Robert Spiegel, a lobbyist with the California Farm Bureau in Sacramento, spoke at the Flamingo Resort & Conference Center in Santa Rosa last May to explain to farmers in Sonoma County how his organization had worked to respond to the threat posed by animal rights activists.
During his remarks, Spiegel referenced the interpretation produced by Aviram on behalf of DxE and informed the group that California Farm Bureau’s “senior legal counsel as well as other individuals in our operations” produced a counter-memo to dispute Aviram’s arguments. DxE shared a recording of Spiegel’s remarks and, using a records request, obtained a copy of Spiegel’s memo, which had been sent to the Sonoma County district attorney’s office as well as to other prosecutors in California.
The memo attempts to dispute DxE’s rationale for its use of §597e by claiming that even if animal farms are “pounds,” the group may not claim there is an “imminent threat” if they rely on past video evidence of abuse or deprivation.
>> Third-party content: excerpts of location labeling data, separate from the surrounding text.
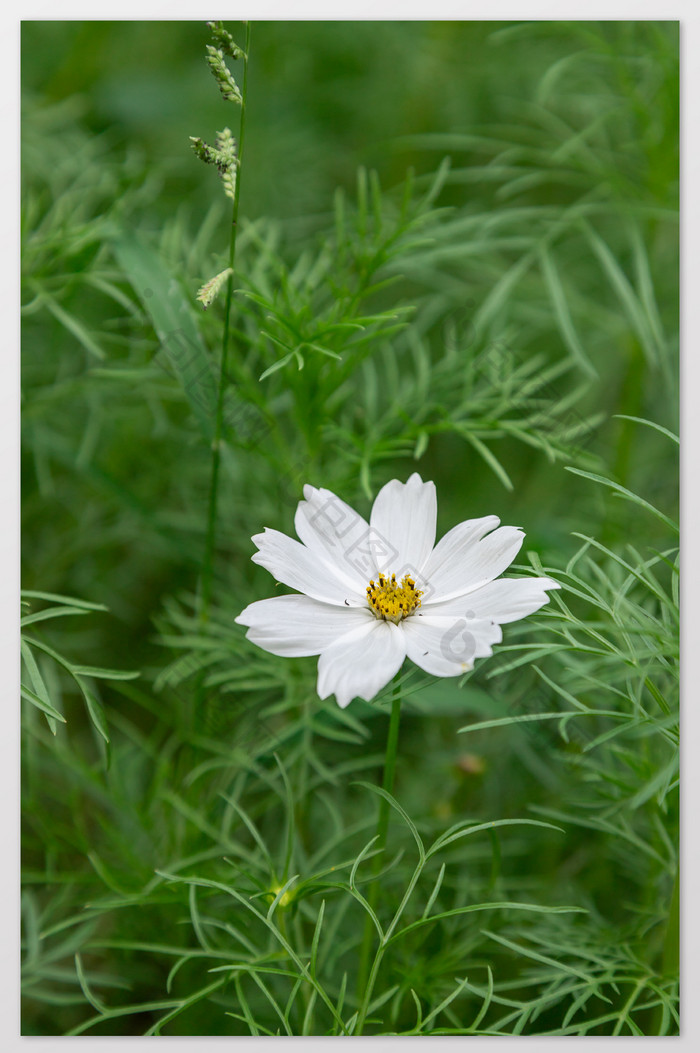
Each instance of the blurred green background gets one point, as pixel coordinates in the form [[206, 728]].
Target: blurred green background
[[555, 243]]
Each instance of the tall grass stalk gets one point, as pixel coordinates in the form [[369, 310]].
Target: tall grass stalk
[[210, 550]]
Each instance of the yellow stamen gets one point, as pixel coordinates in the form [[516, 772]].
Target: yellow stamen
[[392, 601]]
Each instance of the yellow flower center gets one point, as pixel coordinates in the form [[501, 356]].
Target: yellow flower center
[[392, 601]]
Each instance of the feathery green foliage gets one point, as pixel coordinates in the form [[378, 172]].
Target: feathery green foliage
[[488, 296]]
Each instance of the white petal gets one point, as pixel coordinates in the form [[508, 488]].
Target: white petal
[[447, 646], [296, 626], [295, 565], [336, 534], [360, 663], [504, 600], [403, 518], [464, 559]]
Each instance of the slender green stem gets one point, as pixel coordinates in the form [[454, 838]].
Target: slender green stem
[[382, 827], [207, 565]]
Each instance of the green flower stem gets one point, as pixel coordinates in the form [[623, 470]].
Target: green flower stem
[[207, 564], [382, 827]]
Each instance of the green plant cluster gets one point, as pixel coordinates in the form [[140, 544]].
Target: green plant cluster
[[498, 313]]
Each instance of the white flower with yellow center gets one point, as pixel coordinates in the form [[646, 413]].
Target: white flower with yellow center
[[377, 593]]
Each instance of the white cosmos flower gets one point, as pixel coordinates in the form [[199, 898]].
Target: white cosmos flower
[[374, 594]]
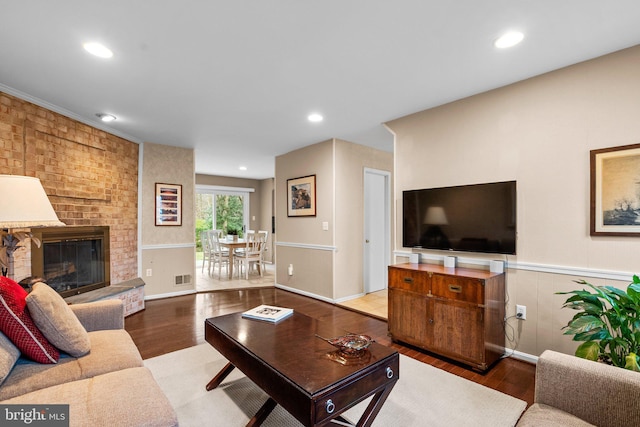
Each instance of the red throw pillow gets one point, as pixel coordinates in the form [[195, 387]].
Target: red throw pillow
[[17, 325]]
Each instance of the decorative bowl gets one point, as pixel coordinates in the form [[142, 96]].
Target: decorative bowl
[[350, 344]]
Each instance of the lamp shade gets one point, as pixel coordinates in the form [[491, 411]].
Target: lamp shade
[[436, 216], [24, 203]]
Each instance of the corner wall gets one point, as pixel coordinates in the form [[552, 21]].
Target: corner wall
[[168, 251], [327, 264], [538, 132]]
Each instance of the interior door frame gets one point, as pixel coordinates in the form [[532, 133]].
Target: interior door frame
[[366, 267]]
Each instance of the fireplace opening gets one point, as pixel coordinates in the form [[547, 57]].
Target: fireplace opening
[[71, 260]]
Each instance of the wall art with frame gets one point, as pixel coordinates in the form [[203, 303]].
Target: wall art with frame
[[301, 196], [168, 207], [615, 191]]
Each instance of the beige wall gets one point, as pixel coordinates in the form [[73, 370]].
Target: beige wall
[[327, 264], [538, 132], [169, 251], [351, 160]]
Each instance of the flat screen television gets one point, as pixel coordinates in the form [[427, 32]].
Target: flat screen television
[[472, 218]]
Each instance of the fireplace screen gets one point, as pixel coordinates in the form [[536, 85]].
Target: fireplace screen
[[72, 260], [69, 266]]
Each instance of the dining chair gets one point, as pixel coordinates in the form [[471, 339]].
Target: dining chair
[[220, 256], [263, 235], [206, 250], [250, 256]]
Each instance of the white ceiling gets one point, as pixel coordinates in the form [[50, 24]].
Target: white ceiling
[[236, 79]]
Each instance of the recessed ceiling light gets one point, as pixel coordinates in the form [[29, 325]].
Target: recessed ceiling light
[[315, 118], [106, 117], [98, 50], [509, 39]]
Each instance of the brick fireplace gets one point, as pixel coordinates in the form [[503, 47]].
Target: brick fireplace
[[72, 260]]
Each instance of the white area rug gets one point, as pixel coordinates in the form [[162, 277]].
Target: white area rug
[[424, 396]]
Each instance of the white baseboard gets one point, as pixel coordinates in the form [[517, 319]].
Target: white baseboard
[[306, 294], [169, 295], [525, 357]]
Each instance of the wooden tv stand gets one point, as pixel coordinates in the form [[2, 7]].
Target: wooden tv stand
[[454, 312]]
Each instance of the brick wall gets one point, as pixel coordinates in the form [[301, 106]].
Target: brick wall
[[90, 176]]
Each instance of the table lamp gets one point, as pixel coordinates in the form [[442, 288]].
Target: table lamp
[[24, 204]]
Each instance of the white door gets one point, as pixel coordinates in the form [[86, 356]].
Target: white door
[[376, 229]]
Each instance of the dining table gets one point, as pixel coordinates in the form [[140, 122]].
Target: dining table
[[232, 245]]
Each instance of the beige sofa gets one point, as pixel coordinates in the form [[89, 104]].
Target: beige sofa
[[571, 391], [109, 386]]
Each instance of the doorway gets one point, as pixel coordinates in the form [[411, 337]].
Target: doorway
[[377, 226]]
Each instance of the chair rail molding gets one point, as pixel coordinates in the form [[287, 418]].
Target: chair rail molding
[[531, 266]]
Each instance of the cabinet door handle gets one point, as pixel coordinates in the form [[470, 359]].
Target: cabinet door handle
[[330, 406], [455, 288]]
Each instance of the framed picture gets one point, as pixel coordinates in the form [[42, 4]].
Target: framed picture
[[615, 191], [168, 204], [301, 196]]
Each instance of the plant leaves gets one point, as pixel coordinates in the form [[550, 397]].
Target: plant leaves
[[631, 362], [583, 324], [589, 350], [592, 335]]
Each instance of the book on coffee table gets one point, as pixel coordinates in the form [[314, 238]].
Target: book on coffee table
[[268, 313]]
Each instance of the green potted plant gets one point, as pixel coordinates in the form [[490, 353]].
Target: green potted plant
[[608, 322]]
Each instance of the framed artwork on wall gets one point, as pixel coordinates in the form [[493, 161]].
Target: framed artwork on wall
[[168, 204], [615, 191], [301, 196]]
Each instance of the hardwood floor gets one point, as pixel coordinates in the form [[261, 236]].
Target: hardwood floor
[[172, 324]]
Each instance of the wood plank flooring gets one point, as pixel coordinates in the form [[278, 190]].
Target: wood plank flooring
[[172, 324]]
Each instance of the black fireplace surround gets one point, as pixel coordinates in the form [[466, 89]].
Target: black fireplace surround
[[71, 260]]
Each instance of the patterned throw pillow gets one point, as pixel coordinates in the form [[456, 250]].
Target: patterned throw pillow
[[17, 325], [56, 321], [9, 355]]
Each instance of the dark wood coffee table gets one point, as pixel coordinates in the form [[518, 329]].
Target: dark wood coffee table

Far from taking a neutral stance, the memo strongly suggests the California Farm Bureau’s lobbying team took an active role in shaping the interpretation of §597e.
Around the country, animal agriculture interests have worked carefully to criminalize similar forms of activism around factory farms, including hidden camera investigations. The Intercept previously obtained emails showing a bill signed into law in Idaho that provided criminal penalties for filming animal abuse at factory farms had been quietly authored by a dairy lobbyist — one of many so-called ag-gag laws enacted around the country. A federal judge later overturned most of the statute. Farm Bureau groups have worked to enact similar laws in Missouri, Iowa, Utah, and other states.
The California Farm Bureau wields significant influence in state politics. The group spends upward of $600,000 a year peddling influence in Sacramento with a team of eight in-house lobbyists, according to disclosures.
In 2018, the Sonoma County Farm Bureau, responding to a wave of open rescues, brought in a national farm industry group known as the Animal Agriculture Alliance to host seminars for farmers on how to push back against future DxE activism. The group has promoted ag-gag laws and in more recent years sought to pressure law enforcement to view animal rights activists as terror threats. The alliance relies on financial support from the American Farm Bureau, the California Farm Bureau’s national affiliate, as well as the National Pork Industry Foundation.
“The Farm Bureau wants to change §597e because it knows that factory farms routinely allow animals to starve to death,” added Hsiung. “It’s the result of a system that has operated in secrecy, and ruthless pursuit of profit, for decades.”